Apoyo Sacrificial, Sacrificial Support
How Undocumented Latinx Parents Get Their Children to College
Teachers College Press
Apoyo Sacrificial explores the experiences of undocumented Latinx parents as they support and guide their children’s pathways to higher education, and how their precarious immigration status impacts this support. In addition to analyzing the various understandings, interactions, and relationships undocumented Latinx parents develop with different education entities, including secondary schools and colleges and universities, the book also examines these in relation to the various social, political, and economic factors that shape parents’ engagement with their children’s education. Cuevas illuminates how the parents in her study engaged in supportive behaviors similar to those of middle- and upper-class families despite the barriers they faced, such as low-income households, undocumented legal status, and single parenting. Providing an alternative view of parental engagement and access to higher education, Apoyo Sacrificial will help educators truly meet the needs of marginalized students and communities.

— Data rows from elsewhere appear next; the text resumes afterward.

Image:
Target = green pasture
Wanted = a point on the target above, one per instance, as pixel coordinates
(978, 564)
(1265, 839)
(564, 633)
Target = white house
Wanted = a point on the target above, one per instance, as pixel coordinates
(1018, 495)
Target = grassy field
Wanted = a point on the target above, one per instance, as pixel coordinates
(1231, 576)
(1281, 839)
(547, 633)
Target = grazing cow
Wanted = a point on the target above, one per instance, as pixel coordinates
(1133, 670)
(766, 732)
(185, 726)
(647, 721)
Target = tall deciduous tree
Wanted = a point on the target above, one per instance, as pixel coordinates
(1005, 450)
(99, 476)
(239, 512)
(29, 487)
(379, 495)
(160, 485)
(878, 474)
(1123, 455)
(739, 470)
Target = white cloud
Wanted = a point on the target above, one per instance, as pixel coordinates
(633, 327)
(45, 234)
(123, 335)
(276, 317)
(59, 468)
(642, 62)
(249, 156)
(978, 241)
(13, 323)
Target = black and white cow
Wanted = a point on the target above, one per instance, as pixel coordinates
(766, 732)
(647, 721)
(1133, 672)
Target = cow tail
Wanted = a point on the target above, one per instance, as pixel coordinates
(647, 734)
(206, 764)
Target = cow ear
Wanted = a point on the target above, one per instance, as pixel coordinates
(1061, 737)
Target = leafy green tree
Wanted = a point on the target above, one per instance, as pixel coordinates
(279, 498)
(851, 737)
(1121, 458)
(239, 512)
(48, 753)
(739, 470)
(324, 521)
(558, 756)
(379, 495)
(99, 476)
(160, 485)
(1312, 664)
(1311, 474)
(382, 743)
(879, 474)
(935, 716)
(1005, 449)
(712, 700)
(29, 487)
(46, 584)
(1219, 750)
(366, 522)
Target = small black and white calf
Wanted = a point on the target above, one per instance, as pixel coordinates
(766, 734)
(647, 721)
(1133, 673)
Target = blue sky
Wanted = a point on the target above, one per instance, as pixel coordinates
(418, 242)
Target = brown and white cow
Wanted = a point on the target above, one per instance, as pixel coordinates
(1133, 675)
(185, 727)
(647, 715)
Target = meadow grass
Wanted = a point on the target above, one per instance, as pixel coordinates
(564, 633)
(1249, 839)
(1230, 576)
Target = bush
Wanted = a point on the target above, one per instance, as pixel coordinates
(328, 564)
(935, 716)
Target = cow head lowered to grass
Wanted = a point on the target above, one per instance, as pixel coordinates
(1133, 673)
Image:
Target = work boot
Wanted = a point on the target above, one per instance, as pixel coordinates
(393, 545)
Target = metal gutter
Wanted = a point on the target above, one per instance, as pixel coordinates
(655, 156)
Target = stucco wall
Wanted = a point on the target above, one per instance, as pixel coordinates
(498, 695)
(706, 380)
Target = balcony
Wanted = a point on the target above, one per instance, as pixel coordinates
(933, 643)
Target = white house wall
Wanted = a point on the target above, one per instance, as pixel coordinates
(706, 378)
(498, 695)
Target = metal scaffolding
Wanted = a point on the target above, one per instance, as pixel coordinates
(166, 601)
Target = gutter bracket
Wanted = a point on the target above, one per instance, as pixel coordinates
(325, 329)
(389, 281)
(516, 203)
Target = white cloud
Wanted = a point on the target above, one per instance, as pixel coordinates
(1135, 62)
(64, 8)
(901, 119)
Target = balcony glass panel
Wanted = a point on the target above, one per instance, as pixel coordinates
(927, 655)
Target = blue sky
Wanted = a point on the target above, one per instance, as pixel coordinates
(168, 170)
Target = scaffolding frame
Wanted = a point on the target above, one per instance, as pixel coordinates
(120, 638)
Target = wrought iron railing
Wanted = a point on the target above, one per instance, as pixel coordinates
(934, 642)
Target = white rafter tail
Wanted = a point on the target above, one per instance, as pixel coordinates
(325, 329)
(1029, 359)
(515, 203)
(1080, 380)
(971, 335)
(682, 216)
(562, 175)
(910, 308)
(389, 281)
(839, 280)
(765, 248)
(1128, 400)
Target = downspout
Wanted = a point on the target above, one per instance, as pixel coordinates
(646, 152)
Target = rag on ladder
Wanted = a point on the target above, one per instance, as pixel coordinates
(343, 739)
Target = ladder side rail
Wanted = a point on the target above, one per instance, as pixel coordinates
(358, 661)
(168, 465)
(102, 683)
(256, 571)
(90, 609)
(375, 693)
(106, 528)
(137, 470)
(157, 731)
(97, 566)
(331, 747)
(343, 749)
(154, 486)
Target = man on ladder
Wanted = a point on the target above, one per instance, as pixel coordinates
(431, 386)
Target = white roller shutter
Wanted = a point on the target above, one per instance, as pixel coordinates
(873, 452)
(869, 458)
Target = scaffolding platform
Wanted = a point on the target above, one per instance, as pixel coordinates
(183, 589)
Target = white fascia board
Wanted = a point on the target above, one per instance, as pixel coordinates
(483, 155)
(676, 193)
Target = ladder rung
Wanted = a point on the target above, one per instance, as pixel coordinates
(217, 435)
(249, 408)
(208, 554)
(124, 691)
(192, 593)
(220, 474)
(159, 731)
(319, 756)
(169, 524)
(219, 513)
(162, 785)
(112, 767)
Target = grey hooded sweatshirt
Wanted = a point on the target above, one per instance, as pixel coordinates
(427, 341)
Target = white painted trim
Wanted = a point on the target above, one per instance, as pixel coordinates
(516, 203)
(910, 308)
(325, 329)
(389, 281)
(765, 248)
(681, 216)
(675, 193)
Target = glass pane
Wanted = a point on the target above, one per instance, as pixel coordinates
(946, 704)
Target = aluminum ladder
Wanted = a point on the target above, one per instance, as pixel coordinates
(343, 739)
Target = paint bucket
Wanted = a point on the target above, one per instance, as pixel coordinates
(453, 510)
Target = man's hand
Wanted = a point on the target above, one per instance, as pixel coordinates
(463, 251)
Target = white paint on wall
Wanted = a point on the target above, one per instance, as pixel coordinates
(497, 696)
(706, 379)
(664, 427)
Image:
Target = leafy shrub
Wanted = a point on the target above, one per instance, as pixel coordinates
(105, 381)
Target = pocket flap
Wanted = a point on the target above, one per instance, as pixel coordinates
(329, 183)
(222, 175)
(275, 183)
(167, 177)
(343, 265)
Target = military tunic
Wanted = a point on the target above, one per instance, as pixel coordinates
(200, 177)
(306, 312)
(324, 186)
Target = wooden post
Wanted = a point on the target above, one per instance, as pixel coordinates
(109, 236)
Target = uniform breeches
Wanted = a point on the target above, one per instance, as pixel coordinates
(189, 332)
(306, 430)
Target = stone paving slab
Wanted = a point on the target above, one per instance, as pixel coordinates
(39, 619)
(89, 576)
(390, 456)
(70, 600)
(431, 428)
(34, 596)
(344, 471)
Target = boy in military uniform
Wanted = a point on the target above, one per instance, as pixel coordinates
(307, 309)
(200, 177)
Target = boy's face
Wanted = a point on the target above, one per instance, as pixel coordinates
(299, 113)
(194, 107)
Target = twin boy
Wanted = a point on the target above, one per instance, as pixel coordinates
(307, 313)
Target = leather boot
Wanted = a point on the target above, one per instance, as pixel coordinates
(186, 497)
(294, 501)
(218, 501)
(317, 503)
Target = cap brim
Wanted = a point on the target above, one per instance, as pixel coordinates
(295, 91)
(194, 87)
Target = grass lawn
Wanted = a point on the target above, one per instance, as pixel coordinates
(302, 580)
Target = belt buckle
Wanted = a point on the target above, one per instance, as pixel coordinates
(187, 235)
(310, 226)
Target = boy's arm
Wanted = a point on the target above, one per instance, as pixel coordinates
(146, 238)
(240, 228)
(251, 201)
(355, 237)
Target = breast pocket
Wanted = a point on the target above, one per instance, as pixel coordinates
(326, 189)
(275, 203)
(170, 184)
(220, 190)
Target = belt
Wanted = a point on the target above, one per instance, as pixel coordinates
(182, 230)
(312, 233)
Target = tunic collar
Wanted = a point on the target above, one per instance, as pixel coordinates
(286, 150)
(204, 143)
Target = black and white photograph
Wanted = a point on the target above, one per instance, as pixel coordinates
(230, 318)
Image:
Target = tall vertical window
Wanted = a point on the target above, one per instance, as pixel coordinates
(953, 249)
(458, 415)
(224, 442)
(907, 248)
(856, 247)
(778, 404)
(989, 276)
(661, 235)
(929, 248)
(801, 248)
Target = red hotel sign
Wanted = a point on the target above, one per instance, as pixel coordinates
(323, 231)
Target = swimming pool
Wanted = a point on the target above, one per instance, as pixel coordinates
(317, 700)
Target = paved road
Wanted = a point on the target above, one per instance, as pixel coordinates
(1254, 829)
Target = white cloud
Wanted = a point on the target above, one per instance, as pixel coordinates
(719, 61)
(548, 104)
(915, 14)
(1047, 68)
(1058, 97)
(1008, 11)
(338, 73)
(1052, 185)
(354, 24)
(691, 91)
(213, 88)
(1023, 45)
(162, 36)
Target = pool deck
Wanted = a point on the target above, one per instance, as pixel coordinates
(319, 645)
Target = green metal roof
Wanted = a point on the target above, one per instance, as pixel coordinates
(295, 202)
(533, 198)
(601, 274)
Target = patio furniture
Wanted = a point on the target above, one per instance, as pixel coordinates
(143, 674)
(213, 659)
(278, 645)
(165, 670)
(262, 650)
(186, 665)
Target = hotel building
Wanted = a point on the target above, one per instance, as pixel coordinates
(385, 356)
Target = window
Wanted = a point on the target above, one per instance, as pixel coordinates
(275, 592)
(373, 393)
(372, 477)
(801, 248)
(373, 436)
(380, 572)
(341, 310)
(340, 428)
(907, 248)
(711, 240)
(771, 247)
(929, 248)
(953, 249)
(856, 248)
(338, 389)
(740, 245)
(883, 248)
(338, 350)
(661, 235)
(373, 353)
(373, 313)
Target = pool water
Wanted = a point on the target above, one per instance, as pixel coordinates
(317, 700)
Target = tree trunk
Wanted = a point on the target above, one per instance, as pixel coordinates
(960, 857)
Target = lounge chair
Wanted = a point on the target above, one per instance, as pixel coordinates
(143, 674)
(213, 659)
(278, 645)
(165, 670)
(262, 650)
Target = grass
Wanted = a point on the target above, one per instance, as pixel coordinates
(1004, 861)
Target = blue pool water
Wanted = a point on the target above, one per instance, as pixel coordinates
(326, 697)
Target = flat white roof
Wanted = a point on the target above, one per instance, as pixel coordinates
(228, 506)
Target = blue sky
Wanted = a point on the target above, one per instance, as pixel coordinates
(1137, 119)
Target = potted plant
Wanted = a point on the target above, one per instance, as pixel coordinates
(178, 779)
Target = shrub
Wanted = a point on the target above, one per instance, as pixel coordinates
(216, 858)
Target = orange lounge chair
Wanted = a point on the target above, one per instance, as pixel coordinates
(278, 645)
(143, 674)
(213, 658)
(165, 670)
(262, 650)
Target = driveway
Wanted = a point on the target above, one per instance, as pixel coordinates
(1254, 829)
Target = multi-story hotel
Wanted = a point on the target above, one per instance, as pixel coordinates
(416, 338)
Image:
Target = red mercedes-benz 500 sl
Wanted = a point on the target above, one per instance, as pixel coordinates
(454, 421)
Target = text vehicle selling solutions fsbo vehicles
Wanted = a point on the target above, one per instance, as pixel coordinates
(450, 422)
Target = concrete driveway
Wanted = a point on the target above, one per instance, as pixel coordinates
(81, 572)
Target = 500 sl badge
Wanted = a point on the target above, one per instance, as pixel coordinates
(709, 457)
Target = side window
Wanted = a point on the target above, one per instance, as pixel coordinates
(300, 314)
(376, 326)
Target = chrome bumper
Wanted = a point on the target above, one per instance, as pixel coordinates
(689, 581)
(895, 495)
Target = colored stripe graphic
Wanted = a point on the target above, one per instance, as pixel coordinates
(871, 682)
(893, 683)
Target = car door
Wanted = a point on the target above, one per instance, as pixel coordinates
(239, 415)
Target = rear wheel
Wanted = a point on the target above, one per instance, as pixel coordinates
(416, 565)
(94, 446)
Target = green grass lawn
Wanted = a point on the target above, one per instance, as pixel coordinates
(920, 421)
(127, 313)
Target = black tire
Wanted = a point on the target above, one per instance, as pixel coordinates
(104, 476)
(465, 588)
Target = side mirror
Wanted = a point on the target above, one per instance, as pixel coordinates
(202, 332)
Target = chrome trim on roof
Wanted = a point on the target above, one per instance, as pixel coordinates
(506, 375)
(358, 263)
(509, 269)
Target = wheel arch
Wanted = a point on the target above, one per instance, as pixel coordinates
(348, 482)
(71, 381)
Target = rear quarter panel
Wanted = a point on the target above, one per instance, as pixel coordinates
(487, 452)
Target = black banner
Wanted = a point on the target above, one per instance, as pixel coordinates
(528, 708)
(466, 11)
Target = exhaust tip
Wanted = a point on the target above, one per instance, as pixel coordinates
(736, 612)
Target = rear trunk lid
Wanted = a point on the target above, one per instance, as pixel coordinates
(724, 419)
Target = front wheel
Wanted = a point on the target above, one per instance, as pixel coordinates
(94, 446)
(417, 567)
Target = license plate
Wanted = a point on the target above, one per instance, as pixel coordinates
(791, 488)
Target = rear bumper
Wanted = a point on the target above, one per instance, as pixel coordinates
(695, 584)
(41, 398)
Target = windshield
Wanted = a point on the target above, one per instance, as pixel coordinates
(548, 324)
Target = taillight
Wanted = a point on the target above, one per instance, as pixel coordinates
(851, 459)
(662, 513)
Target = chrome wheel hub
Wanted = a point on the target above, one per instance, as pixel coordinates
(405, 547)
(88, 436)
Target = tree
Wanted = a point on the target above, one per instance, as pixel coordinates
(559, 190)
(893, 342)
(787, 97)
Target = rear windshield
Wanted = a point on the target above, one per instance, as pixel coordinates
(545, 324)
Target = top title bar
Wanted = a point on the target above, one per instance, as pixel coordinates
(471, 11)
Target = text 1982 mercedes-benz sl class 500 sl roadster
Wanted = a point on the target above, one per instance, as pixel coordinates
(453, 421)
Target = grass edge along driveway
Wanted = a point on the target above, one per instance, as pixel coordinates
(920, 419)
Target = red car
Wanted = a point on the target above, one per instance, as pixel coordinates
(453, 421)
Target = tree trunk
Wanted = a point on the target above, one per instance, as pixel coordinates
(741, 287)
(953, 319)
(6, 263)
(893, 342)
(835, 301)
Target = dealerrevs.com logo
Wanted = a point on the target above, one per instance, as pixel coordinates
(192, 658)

- Illustrates the often unobserved and unappreciated supportive strategies employed by undocumented Latinx parents.
- Highlights in-depth qualitative interviews that center the voices and perspectives of parents.
- Shows how an undocumented immigration status is a unique barrier that shapes how families interact with education entities.
- Depicts the range of supportive behaviors undocumented Latinx parents engage in to ensure their children’s success, including access to higher education.
- Demonstrates how the parents of first-generation Latinx students play a critical role in their success, even after they matriculate to college.
Stephany Cuevas is an assistant professor of education in the Attallah College of Educational Studies at Chapman University, where she teaches in the Integrated Educational Studies (IES) program. Dr. Cuevas served as a college advisor in Oakland Unified School District and as the lead seminar instructor for the UC Berkeley Summer Bridge Program.